The optimal Qmci-J screen cut-off for predicting those with suspected cognitive impairment identified by MMSE-J was 60/61 (<61/100). This is very similar to the proposed cut-off for the original English version with respect to predicting cognitive impairment (MCI and dementia) identified by virtue of clinical and neuropsychological examination [26,27]. A similar cut-off, 62 (<62/100) provided a sensitivity of 83% and specificity of 87% in an Irish sample [26], and the identical cut-off, 61 (<61/100) produced a sensitivity of 90% and specificity of 87% in a Canadian sample [27]]. The optimal Qmci-J cut-off for predicting suspected dementia identified by sMMSE-J was 56 (<56/100). This is higher than the proposed cut-off for the original English version, <54/100, though it is again similar [27]. It must be highlighted that our data was normative data, and only 3 subjects (0.57%) were currently receiving medical care for dementia. Higher cut-off points may be efficient enough to discriminate suspected cognitive impairment from normal cognition in community-dwelling older adults. Further study is now required to examine the diagnostic accuracy against a more clinically appropriate classification of cognitive impairment using internationally recognized criteria, and against MCI-specific instruments including the Japanese version of the Montreal Cognitive Assessment (MoCA) [28] in different healthcare settings.

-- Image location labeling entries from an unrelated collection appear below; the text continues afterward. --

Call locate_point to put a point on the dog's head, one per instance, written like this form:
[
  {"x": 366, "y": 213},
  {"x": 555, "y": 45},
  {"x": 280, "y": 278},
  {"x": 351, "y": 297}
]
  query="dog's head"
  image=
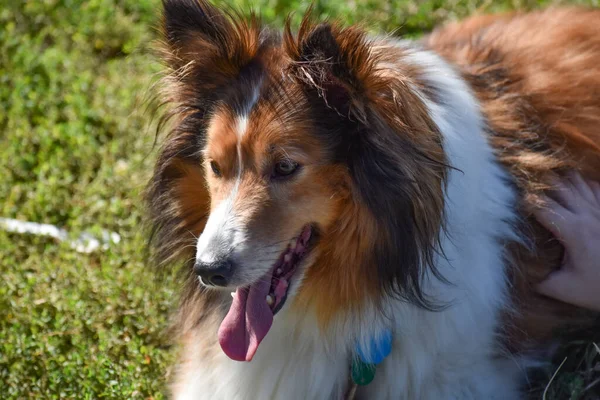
[{"x": 306, "y": 165}]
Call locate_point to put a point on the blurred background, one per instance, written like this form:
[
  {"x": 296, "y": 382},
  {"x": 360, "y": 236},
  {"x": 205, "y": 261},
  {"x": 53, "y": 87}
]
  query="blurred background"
[{"x": 76, "y": 148}]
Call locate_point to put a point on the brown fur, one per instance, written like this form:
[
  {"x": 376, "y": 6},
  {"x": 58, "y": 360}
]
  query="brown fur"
[
  {"x": 374, "y": 169},
  {"x": 540, "y": 92}
]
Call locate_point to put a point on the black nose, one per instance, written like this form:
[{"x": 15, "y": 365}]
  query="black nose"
[{"x": 217, "y": 273}]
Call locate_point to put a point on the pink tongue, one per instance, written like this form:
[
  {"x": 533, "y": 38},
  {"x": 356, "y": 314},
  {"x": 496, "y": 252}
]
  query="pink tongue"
[{"x": 247, "y": 322}]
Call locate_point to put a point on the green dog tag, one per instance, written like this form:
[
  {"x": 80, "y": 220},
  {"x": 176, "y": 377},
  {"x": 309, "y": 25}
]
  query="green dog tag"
[{"x": 362, "y": 373}]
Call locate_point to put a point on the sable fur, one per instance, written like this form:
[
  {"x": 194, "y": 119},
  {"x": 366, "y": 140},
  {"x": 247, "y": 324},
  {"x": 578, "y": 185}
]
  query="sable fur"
[
  {"x": 543, "y": 120},
  {"x": 363, "y": 108}
]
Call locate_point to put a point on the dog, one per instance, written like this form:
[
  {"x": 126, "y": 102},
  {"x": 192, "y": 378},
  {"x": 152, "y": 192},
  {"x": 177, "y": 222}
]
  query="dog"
[{"x": 353, "y": 212}]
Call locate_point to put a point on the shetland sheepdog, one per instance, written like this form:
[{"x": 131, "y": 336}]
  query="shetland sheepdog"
[{"x": 330, "y": 189}]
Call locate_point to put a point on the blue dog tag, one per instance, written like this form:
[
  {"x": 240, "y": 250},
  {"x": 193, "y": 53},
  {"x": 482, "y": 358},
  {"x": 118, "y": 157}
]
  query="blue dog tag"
[{"x": 379, "y": 348}]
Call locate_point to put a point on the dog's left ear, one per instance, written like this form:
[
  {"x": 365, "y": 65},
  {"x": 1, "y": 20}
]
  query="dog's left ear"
[
  {"x": 333, "y": 62},
  {"x": 206, "y": 48}
]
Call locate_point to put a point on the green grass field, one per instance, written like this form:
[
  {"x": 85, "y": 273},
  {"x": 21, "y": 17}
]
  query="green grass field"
[{"x": 76, "y": 150}]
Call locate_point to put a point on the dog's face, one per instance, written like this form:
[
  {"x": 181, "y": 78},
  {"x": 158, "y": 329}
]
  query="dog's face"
[
  {"x": 269, "y": 181},
  {"x": 311, "y": 172}
]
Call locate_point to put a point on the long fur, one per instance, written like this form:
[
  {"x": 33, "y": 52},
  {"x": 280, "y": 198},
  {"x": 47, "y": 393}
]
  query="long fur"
[{"x": 430, "y": 156}]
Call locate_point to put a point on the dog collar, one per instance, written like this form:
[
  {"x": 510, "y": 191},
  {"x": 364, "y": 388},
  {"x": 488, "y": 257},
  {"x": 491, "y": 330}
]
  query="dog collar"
[{"x": 365, "y": 360}]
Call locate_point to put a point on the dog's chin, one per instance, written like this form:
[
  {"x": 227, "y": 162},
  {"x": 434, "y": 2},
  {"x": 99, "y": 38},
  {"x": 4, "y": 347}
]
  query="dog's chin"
[{"x": 254, "y": 306}]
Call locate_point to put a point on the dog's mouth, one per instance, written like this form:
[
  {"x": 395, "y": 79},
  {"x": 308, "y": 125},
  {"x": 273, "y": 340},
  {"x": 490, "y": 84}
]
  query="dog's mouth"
[{"x": 252, "y": 310}]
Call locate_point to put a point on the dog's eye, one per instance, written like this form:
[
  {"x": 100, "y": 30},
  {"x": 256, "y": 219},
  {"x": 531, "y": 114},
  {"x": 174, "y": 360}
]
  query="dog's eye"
[
  {"x": 285, "y": 168},
  {"x": 215, "y": 168}
]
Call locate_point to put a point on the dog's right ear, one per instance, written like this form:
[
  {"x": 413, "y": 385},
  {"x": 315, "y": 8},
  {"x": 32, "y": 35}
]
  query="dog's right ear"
[{"x": 204, "y": 46}]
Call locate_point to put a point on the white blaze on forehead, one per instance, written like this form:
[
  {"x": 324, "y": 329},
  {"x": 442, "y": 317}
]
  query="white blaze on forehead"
[{"x": 222, "y": 232}]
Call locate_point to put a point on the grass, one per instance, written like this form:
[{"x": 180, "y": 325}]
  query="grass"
[{"x": 76, "y": 151}]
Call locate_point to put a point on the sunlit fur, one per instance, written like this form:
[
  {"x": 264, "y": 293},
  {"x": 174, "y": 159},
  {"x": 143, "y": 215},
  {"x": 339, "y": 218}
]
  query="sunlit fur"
[{"x": 418, "y": 164}]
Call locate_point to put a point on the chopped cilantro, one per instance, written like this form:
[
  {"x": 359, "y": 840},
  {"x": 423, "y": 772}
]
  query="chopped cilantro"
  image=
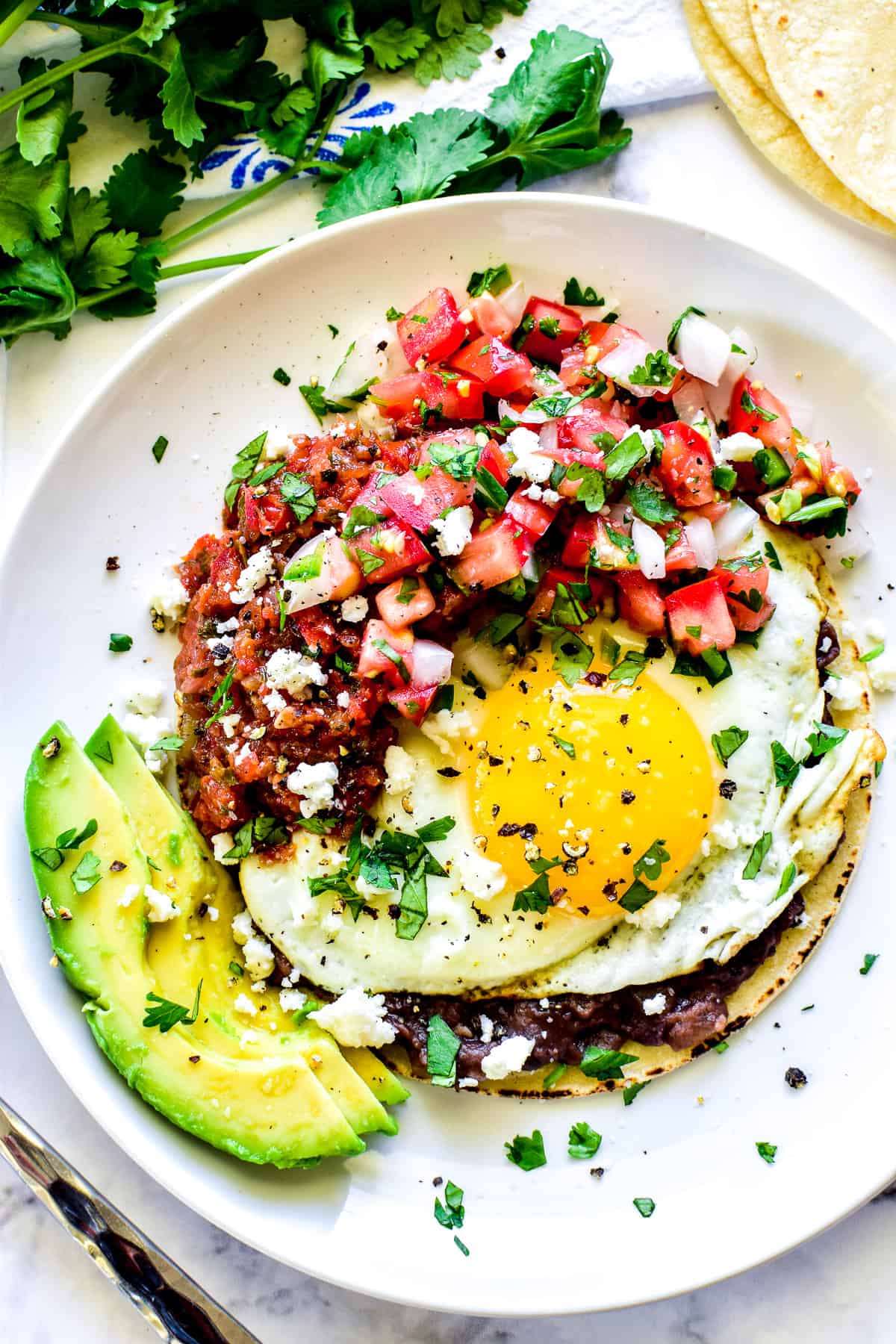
[
  {"x": 750, "y": 406},
  {"x": 164, "y": 1014},
  {"x": 582, "y": 297},
  {"x": 494, "y": 279},
  {"x": 676, "y": 327},
  {"x": 527, "y": 1151},
  {"x": 442, "y": 1046},
  {"x": 605, "y": 1063},
  {"x": 756, "y": 855},
  {"x": 727, "y": 742},
  {"x": 583, "y": 1142}
]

This paper is also one of the first, after the recent publication of the Italian version of the Qmci screen [20], to provide normative data for the Qmci screen in likely normal subjects, and this study applied a similar approach to identify likely normal participants as the Italian paper [20]. Despite the challenges of defining normative data based on sMMSE scores, there was no marked difference in median Qmci-J screen scores, after maximizing the likelihood of selecting a truly cognitively normal sample by excluding those with symptoms (both subjective and informant reported), ADL impairment or conditions known to be associated with MCI and dementia, such as stroke and Parkinson’s disease. This suggests that a high proportion of those presumed to have normal cognition based on the sMMSE-J scores likely did have normal cognition, increasing the chance that the results of ROC curve analysis are robust, though this is a limitation of the study. Another limitation is the relatively low PPV, reflecting the cut-off selected [29] and that the sample is community-based and largely asymptomatic with a low prevalence of cognitive impairment [30]. In this setting, the Qmci-J would be ideally used as a quick ‘pre-screen’ as part of a two-step screening and assessment approach to diagnosing cognitive impairment. The normative data shown here for an older Japanese population were remarkably consistent with the Italian sample [20]. For example in Italy, those aged 60–69 with 13+ years in education had a mean score of 70/100 on the Qmci-I screen [20], the same median score for Japanese participants aged 65–69. For Italians between 70–80 years with 13+ years education, 63.86 was the mean score [20] compared to a median score of 63.5 for those in Japan with the same time in education aged 75–79 years.

5. Conclusions

In conclusion, this study presents the concurrent validity of the Japanese version of the Qmci screen, showing that it correlates moderately, but has a shorter administration time than the most widely used CSI in Japan, the sMMSE-J. Although further research is required to demonstrate diagnostic accuracy, the Qmci-J screen is a short CSI that could be useful from a public health perspective to rapidly determine the likelihood of having cognitive impairment, and whether to proceed with further evaluation and with subsequent diagnostic tests or procedures in community-dwelling older adults at population level, either in acute hospital care or in busy primary care settings.